>>Biologische Weinbergspflege ist eine Herzensangelegenheit, aber vor allem auch logisch konsequent. Das Ergebnis sind Weine, welche die Sinnlichkeit der Natur spürbar machen.<<

Wirklich bio

“Echtes bio” geht mit seinen Anforderungen deutlich über den sogenannten “integrierten”, “umweltschonenden” oder “naturnahen” Anbau hinaus. Denn nur beim kontrolliert biologischen Anbau wird konsequent und ohne Ausnahmen auch in schwierigen Situationen auf die Verwendung von synthetischer Agrochemie verzichtet. Idealerweise wird die Arbeit durch einen der strengen Bio-Anbauverbände zertifiziert. Eigene Ansprüche, die auch darüber noch hinaus gehen, sind zwar gesetzlich nicht gefordert. Aber genau davon leben die Freiräume der Natur. Eine solche Arbeitsphilosophie hebt sich damit deutlich von den weit verbreiteten Lippenbekenntnisse in Sachen “Nachhaltigkeit” ab.

Unsere Weinberge, Felder und all unsere Erzeugnisse werden nach den Anforderungen unseres Anbauverbandes “Bioland” kontrolliert. Wir wissen, wo die Trauben für unsere Weine herkommen, was sie erlebt haben, und wie sie gepflegt wurden.

Dafür stehen wir. Ohne Wenn und Aber.

Bioland_Logo

“bio” frei von Lippenbekenntnissen

Biologische Weinbergspflege heißt für uns vor allem, dass alle mehr Platz haben dürfen: unsere Reben, Wildkräuter und Wildtiere. Wie wir Menschen auch, braucht das bunte Leben der Natur Raum, um sich entfalten zu können. Genau so, wie es für uns langweilig ist, wenn alles gleich und stumpfsinnig schematisch ist, fühlt sich die Natur auch viel wohler, wenn die Vielfalt blühen kann und alle Lebewesen ausreichend Bewegung haben. Da geht es den Reben wie den Hühnern. Sie bleiben gesünder, wenn sie Platz und Auslauf haben, anstatt dicht zusammengepfercht zu leben.
Wildnis erscheint uns Menschen oft unordentlich und ungepflegt, dabei hat sie sehr präzise Ordnung, die wir nur manchmal nicht überblicken können.
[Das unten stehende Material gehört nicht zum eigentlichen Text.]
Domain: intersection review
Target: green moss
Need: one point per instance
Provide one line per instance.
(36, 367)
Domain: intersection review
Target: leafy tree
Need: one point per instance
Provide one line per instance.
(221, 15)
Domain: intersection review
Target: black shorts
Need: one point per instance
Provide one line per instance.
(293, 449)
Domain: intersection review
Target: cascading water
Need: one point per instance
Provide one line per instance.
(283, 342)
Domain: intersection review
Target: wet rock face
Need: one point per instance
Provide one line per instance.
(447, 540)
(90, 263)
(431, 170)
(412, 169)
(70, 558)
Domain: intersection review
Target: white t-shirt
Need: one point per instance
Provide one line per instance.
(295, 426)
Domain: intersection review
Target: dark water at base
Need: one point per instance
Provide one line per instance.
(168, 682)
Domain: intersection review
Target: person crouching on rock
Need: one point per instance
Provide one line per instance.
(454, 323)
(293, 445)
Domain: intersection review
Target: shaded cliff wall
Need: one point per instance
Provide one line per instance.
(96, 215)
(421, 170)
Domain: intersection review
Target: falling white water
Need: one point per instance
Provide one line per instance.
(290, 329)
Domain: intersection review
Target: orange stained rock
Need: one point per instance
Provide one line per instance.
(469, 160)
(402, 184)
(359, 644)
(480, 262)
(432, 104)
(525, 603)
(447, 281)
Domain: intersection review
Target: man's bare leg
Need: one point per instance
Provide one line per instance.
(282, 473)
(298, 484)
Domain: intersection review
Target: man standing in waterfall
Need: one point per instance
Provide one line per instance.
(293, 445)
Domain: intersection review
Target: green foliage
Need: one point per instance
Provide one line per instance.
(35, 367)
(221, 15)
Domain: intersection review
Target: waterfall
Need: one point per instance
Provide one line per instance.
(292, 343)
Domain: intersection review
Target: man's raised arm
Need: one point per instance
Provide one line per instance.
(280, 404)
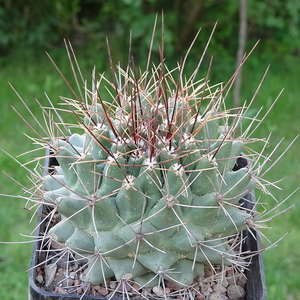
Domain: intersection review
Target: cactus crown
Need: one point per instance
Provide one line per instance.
(147, 185)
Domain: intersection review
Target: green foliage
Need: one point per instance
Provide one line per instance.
(44, 24)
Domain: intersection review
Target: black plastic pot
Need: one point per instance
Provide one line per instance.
(255, 286)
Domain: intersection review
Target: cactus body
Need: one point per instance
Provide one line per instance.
(150, 187)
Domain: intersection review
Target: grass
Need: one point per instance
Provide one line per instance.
(33, 77)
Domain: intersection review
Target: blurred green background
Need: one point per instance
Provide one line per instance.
(27, 28)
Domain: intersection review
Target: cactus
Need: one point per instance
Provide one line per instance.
(149, 184)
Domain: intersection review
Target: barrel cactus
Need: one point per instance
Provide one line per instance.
(147, 185)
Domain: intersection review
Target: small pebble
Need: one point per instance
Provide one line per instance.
(217, 296)
(224, 282)
(242, 280)
(103, 291)
(39, 278)
(219, 288)
(235, 292)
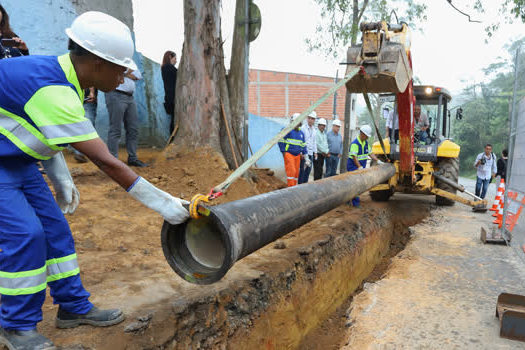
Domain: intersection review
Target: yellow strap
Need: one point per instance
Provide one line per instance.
(194, 204)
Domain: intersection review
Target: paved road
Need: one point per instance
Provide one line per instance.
(441, 291)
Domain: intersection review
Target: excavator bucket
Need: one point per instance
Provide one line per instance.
(385, 61)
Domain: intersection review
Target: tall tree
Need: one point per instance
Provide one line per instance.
(202, 92)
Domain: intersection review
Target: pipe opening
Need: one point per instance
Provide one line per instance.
(205, 243)
(196, 250)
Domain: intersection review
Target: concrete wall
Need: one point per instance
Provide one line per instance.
(42, 23)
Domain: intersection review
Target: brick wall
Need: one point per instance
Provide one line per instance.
(280, 94)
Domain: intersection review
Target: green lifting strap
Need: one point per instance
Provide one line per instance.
(255, 157)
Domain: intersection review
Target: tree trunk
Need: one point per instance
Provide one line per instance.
(201, 80)
(236, 76)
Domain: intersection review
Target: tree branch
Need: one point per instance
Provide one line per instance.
(362, 11)
(463, 13)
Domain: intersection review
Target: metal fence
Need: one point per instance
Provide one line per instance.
(513, 223)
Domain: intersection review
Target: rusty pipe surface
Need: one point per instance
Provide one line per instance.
(203, 250)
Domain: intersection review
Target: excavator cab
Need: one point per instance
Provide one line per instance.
(435, 142)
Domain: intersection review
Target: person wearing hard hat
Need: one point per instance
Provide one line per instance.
(335, 148)
(359, 153)
(41, 112)
(293, 148)
(309, 132)
(322, 149)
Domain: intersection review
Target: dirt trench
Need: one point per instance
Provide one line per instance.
(276, 298)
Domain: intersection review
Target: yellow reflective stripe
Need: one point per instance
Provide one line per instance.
(71, 74)
(21, 145)
(23, 273)
(23, 282)
(23, 291)
(26, 125)
(73, 139)
(63, 275)
(55, 105)
(63, 259)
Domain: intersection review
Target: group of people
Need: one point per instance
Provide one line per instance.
(42, 111)
(306, 146)
(489, 167)
(309, 146)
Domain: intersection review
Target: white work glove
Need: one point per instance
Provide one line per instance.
(66, 193)
(307, 163)
(163, 203)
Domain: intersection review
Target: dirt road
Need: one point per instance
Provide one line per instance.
(441, 291)
(271, 299)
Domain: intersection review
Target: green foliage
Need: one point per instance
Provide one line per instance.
(486, 109)
(340, 20)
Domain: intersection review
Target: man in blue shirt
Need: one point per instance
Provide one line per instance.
(359, 153)
(41, 112)
(486, 169)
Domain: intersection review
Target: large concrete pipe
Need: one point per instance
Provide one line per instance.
(201, 251)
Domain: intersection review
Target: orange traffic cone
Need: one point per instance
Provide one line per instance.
(499, 217)
(499, 196)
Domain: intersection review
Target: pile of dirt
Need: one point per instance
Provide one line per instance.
(118, 239)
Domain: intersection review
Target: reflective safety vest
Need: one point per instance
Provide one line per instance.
(359, 149)
(293, 143)
(41, 107)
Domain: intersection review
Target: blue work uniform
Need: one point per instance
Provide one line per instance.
(40, 113)
(361, 150)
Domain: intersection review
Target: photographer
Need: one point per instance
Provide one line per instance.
(486, 169)
(10, 44)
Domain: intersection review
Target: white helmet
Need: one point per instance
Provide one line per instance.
(104, 36)
(295, 116)
(367, 130)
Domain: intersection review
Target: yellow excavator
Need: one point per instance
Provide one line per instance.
(426, 162)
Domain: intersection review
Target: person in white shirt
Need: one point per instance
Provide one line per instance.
(422, 124)
(309, 132)
(486, 169)
(122, 108)
(392, 126)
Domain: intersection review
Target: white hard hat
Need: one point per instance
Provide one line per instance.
(295, 116)
(367, 130)
(104, 36)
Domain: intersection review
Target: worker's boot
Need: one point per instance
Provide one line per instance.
(24, 340)
(95, 317)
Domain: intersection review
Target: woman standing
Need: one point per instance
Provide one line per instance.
(169, 77)
(10, 44)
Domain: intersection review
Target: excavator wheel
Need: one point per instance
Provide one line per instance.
(449, 168)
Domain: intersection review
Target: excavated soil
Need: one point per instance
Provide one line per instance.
(272, 299)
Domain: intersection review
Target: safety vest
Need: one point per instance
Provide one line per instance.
(41, 107)
(359, 149)
(293, 143)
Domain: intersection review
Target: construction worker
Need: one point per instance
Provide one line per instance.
(309, 136)
(40, 113)
(322, 149)
(293, 148)
(359, 153)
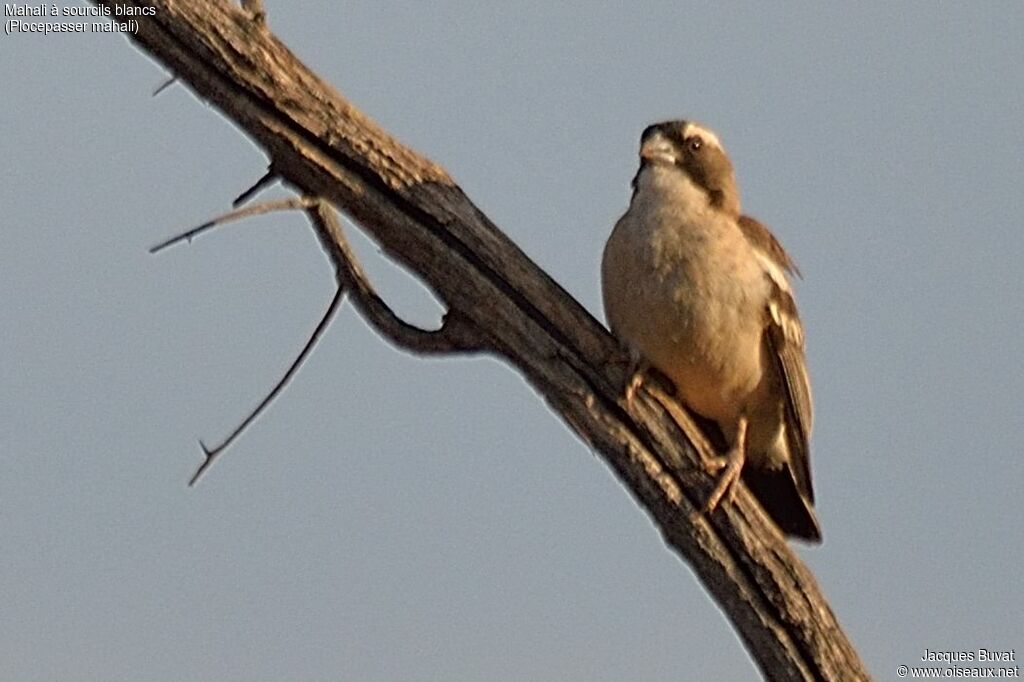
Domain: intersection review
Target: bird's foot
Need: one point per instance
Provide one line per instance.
(728, 469)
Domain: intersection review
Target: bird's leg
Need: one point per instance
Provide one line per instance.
(729, 467)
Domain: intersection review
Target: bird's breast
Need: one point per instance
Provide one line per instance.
(683, 288)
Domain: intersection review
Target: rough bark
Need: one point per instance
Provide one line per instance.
(504, 303)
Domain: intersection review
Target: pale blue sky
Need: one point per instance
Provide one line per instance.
(396, 518)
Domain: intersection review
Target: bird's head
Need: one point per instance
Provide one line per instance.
(687, 147)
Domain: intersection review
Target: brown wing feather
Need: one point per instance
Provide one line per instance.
(785, 338)
(762, 239)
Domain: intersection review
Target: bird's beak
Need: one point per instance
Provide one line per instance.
(656, 150)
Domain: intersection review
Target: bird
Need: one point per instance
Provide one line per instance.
(700, 292)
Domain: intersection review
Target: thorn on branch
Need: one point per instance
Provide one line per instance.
(166, 84)
(255, 8)
(266, 179)
(290, 204)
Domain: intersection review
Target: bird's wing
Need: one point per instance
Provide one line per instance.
(784, 336)
(785, 341)
(762, 240)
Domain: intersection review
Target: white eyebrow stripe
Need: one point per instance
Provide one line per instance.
(709, 136)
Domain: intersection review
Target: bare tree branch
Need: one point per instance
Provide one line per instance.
(323, 145)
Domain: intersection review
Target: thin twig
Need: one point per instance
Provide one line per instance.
(290, 204)
(212, 454)
(457, 333)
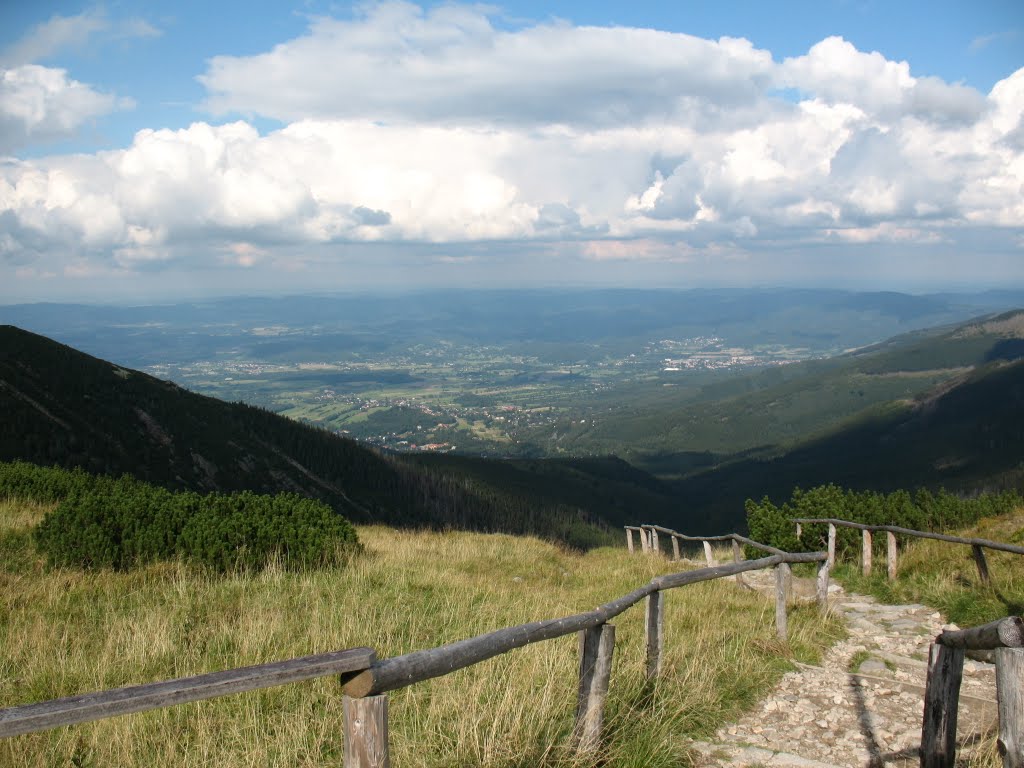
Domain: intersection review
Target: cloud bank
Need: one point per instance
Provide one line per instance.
(409, 126)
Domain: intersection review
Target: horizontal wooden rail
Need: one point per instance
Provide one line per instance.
(920, 534)
(82, 709)
(945, 671)
(723, 538)
(398, 672)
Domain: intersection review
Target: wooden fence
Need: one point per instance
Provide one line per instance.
(977, 545)
(945, 670)
(649, 543)
(366, 679)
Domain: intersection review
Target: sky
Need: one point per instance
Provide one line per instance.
(152, 151)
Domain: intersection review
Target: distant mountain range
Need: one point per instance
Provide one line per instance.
(964, 430)
(66, 408)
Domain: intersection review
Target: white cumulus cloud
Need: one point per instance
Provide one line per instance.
(431, 127)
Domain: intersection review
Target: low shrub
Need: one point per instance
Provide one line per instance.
(121, 522)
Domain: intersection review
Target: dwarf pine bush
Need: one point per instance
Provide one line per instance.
(105, 522)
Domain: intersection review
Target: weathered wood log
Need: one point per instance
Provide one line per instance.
(891, 555)
(1003, 633)
(1000, 546)
(782, 580)
(82, 709)
(821, 585)
(398, 672)
(832, 546)
(709, 555)
(596, 648)
(1010, 695)
(865, 553)
(938, 731)
(756, 545)
(654, 633)
(737, 556)
(979, 559)
(366, 732)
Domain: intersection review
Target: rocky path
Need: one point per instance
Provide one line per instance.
(862, 706)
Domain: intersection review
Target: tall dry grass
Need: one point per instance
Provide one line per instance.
(67, 632)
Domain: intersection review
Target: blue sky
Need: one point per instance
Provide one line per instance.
(156, 152)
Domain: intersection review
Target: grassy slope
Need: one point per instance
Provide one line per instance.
(944, 576)
(65, 632)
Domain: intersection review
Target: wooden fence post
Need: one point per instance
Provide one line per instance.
(891, 554)
(654, 630)
(821, 593)
(781, 592)
(979, 559)
(938, 731)
(366, 732)
(708, 554)
(832, 545)
(1010, 694)
(596, 647)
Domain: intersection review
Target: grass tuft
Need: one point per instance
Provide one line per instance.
(943, 576)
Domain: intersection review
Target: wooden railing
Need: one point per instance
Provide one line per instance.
(649, 543)
(366, 679)
(945, 670)
(978, 545)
In unseren Weinbergen geht es nicht nur um die Reben, sondern um den Raum der Natur. Der Boden, der das Kapital jeder Ernte und unserer Zukunft ist. Die vielfältigen Wurzelsysteme der verschiedenen Kräuter, die Regenwürmer und Kleinstlebewesen, die einen unersetzlichen Dienst leisten, die Schmetterlinge und Insekten.

Mehr Freiraum für die Natur

Der größere Abstand der Zeilen und der einzelnen Reben in unseren Weingärten bedeutet zwar, dass dort weniger Reben wachsen und die Ernte entsprechend kleiner ausfällt. Er ist für uns aber auch essentielle Bedingung für die langfristige Gesundheit der Landschaft, die uns zur Pflege anvertraut wurde.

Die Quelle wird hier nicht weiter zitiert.